Jcet Group Co.Ltd(600584) company information update report: the pre increase of performance in 2021 is in line with expectations and has sufficient growth momentum

\u3000\u3000 Jcet Group Co.Ltd(600584) (600584)

The pre increase of performance is in line with expectations, the growth momentum is sufficient, and the “buy” rating is maintained

On January 24, 2022, the company issued the announcement of pre increase of performance in 2021. It is expected that the company will realize the net profit attributable to the parent company of 2.8 billion yuan to 3.080 billion yuan in 2021, with a year-on-year increase of + 114.72% ~ + 136.20%; Net profit deducted from non parent company was RMB 2.35 billion to RMB 2.580 billion, with a year-on-year increase of + 146.85% ~ + 171.01%. It is calculated that the net profit attributable to the parent company in the single quarter of 2021q4 is 684 million yuan ~ 964 million yuan, with a year-on-year increase of + 26.67% ~ + 78.52% and a month on month increase of – 13.75% ~ + 21.56%; Net profit deducted from non parent company was 677 million yuan to 907 million yuan, with a year-on-year increase of + 113.56% ~ + 186.12% and a month-on-month increase of -7.89% ~ + 23.40%. Benefiting from strong demand from customers outside China and full orders. At the same time, the company’s factories continue to adjust the product structure, reduce costs and increase efficiency, effectively improve the gross profit margin and have sufficient growth momentum. Affected by investment profits and losses, we lowered the profit forecast for 2021-2023 to RMB 3.059/37.25/4408 billion (the previous value of RMB 3.092/37.26/4409 billion), and the EPS is expected to be RMB 1.72/2.09/2.48 (the previous value of RMB 1.74/2.09/2.48). The current share price corresponds to PE of 16.3/13.4/11.3 times, Maintain the “buy” rating.

The semiconductor industry is booming, and the company continues to focus on high value-added fields with promising prospects

The high growth of the company’s performance is mainly due to the company’s continuous focus on high value-added and fast-growing market hot application fields, integration and improvement of global resource efficiency, strengthening the synergy, technical capacity and capacity layout among the companies under the group, so as to better match the needs of the market and customers, create a long-term mechanism for long-term and stable growth of performance, and make the company’s operations positive. At the same time, the demand for orders from international and Chinese customers is strong.
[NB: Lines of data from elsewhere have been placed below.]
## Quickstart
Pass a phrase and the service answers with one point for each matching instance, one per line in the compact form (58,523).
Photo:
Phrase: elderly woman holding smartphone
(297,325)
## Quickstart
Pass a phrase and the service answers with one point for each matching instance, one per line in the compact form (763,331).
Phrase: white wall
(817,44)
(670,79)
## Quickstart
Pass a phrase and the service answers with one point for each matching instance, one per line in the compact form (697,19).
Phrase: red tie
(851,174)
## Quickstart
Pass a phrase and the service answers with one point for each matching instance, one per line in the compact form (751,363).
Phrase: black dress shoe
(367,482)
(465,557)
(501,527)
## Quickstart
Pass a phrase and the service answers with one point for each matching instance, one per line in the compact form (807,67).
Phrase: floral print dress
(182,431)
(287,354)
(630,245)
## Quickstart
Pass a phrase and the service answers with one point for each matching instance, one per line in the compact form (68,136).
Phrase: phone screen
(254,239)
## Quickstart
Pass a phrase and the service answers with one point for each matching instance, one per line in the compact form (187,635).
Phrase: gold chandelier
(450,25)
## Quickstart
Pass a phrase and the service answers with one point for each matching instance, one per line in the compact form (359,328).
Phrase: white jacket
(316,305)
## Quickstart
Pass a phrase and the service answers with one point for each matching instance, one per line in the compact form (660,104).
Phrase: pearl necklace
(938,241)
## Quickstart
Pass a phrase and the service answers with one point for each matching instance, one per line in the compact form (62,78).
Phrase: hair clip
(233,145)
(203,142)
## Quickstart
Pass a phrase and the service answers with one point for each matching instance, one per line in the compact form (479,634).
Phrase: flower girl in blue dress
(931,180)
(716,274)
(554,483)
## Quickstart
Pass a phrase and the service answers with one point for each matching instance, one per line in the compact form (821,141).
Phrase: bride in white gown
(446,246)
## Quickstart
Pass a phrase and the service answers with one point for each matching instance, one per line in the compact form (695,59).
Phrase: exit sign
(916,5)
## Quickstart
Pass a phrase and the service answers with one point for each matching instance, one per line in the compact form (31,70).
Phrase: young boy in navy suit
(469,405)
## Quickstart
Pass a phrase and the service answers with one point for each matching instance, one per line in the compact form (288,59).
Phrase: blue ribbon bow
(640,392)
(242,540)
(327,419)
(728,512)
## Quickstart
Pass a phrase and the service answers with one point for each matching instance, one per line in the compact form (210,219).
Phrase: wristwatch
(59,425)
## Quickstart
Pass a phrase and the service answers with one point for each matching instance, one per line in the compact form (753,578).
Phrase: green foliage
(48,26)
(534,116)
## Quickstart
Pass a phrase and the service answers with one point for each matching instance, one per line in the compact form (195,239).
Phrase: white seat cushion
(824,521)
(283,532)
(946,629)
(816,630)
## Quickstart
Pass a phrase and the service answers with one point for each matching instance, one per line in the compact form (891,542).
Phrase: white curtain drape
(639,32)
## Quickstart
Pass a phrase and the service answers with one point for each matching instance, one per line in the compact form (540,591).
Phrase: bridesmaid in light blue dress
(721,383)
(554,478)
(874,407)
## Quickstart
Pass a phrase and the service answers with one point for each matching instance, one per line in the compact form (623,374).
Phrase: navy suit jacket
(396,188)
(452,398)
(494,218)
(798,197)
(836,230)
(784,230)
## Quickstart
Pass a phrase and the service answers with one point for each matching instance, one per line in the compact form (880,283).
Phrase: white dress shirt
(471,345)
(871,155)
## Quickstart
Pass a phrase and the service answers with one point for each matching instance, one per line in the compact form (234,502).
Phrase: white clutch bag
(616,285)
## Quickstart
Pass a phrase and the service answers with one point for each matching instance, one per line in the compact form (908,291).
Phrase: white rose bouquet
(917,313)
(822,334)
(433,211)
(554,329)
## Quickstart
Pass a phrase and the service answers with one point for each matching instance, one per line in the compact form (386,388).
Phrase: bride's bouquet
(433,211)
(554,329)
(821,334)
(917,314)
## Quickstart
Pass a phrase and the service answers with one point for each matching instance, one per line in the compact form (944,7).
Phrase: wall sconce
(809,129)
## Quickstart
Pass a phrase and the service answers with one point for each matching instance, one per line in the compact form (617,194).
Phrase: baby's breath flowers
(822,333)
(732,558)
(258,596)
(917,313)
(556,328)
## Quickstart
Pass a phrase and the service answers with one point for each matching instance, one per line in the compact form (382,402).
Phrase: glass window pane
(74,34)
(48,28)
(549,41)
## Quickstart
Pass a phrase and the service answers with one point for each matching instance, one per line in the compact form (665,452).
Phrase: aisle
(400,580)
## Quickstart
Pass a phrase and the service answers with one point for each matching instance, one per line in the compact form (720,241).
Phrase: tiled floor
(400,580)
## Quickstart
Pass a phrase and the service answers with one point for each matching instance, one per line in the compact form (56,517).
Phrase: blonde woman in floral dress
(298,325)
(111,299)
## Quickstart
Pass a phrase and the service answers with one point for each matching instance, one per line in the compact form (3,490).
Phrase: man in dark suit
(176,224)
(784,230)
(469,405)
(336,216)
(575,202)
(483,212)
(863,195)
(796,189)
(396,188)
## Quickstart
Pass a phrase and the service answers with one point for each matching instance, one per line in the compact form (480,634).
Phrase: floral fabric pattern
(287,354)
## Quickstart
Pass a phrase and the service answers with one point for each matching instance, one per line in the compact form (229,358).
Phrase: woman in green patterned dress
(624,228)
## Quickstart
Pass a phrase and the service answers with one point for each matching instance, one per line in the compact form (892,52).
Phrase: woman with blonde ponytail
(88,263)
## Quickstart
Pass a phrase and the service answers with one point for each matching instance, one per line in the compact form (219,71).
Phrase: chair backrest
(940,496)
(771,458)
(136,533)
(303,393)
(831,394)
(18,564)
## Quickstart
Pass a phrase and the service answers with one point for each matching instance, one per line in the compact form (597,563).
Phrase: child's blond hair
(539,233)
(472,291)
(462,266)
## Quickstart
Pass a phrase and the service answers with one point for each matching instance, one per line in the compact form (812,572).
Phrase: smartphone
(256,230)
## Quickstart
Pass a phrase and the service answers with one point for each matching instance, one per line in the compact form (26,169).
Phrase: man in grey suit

Factories continue to increase cost control and operating expense control, adjust product structure and comprehensively promote the improvement of profitability. During the reporting period, the company sold all the equity of sjsemiconductor Corporation held by its wholly-owned subsidiary Changdian International (Hong Kong) trade and Investment Co., Ltd. to an independent third party, affecting the current investment profit and loss of 286 million yuan. Affected by the domestic substitution of integrated circuits, the acceleration of 5g construction, the growth of consumer electronics and automotive electronics demand and other factors, the integrated circuit market demand continues to be strong. According to icinsights data, after a strong growth of 26% in 2021 and a jump of 13% in 2020, the global integrated circuit market is expected to grow by 11% to US $565.1 billion in 2022. TSMC disclosed at the legal statement meeting on January 13, 2022 that the capital expenditure in 2022 reached US $40-44 billion, higher than the industry forecast of US $38-42 billion. The capital expenditure of Wafer Factory is the leading indicator of production capacity. In the future, the wafer production capacity and packaging and testing demand will also continue to improve, and the company’s prospect is promising.

Risk warning: the development of customers is less than expected and the market demand is less than expected.